As someone who works in this space, your analogy of learning from material or borrowing actually falls into the dichotomy of training the model and prompting it.
When these models are trained, they have an architecture of billions of parameters that can be tuned in order to fulfil some task. In the first instance their task (often called pertaining, the P in GPT) is to simply predict the next word (it's actually "token" but I'm simplifying with word) in a sequence. What this actually does is instills a probability distribution of what the next word would be given the context of the previous words. Once we have trained a model to do that you can then go on to "fine-tune" that model on more specific tasks, for example training it to output text in the same style as William Shakespeare. When we do both of these training regimes, the internal parameters of the model are tweaked and changed so that the probability distribution of outputting a particular word is changed.

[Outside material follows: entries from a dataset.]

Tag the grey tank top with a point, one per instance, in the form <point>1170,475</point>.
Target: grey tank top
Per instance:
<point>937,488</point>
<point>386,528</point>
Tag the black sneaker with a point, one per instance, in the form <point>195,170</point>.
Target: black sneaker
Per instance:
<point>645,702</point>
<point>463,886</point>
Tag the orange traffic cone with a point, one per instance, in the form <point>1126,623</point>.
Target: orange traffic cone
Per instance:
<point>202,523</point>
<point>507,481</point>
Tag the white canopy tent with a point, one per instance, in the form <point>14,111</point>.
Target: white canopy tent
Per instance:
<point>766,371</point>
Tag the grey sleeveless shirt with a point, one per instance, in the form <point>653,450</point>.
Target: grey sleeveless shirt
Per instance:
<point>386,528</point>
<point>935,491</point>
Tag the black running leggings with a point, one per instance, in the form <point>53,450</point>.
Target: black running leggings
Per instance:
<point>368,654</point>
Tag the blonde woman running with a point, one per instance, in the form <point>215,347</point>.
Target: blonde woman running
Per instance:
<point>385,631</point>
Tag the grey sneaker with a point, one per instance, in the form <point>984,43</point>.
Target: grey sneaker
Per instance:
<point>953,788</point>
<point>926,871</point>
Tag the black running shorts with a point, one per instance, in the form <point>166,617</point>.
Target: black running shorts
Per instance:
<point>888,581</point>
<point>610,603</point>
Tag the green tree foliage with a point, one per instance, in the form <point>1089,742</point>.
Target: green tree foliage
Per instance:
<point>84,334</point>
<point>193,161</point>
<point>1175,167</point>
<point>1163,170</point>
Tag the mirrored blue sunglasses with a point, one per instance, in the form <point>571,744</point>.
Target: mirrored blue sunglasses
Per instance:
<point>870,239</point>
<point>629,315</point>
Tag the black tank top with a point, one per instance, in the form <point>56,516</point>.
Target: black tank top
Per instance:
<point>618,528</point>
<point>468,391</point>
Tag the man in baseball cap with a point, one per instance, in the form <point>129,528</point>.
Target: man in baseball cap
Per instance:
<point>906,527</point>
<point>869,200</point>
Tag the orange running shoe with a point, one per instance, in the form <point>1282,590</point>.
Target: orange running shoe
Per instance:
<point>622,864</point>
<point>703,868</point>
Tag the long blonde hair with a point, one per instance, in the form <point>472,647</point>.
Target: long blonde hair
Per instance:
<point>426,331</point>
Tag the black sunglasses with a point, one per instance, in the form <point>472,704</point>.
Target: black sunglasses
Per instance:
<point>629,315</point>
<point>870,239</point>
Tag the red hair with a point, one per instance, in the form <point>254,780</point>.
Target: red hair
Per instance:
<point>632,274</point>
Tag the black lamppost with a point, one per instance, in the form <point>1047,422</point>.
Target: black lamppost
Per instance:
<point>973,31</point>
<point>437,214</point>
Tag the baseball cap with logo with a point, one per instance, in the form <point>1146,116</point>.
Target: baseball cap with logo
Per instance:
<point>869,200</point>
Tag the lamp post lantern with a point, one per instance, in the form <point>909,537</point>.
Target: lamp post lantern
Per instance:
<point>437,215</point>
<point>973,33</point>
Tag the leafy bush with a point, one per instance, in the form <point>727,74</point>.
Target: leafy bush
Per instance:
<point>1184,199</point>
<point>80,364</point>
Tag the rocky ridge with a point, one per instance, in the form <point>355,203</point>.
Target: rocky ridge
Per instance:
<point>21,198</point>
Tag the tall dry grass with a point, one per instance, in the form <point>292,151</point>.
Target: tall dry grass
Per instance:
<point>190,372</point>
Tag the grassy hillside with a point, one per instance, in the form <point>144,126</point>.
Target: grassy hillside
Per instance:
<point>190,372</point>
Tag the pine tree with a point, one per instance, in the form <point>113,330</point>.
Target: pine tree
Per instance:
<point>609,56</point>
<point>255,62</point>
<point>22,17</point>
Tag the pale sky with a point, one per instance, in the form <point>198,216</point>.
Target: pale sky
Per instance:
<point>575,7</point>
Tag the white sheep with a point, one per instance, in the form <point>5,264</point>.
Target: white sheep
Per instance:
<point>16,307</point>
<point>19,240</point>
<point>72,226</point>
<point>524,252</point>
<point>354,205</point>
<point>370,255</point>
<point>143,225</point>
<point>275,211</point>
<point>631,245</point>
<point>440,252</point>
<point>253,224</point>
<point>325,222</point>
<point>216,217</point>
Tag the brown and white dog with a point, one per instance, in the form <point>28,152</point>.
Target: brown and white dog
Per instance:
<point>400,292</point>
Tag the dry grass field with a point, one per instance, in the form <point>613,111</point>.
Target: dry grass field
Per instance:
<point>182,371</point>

When we prompt the model however, all of those parameters are frozen and what we're instead doing is activating the parameters of the model to predict what the next token is. In the background there will be some formatting done to prepend "User" and "Assistant" before each input and output so the model takes that into consideration as per its training data so the probability distribution remains constant given that other parameters when prompting the model are appropriately set, like "temperature=0".
To me, if a model was trained on copywritten materials then the model developer should be paying a licensing fee to have that material in their dataset or remove and retrain the model without it. It brings me to the point that it's not necessarily the models that we should be regulating, it's the data that is used to train these models that should be regulated in some way.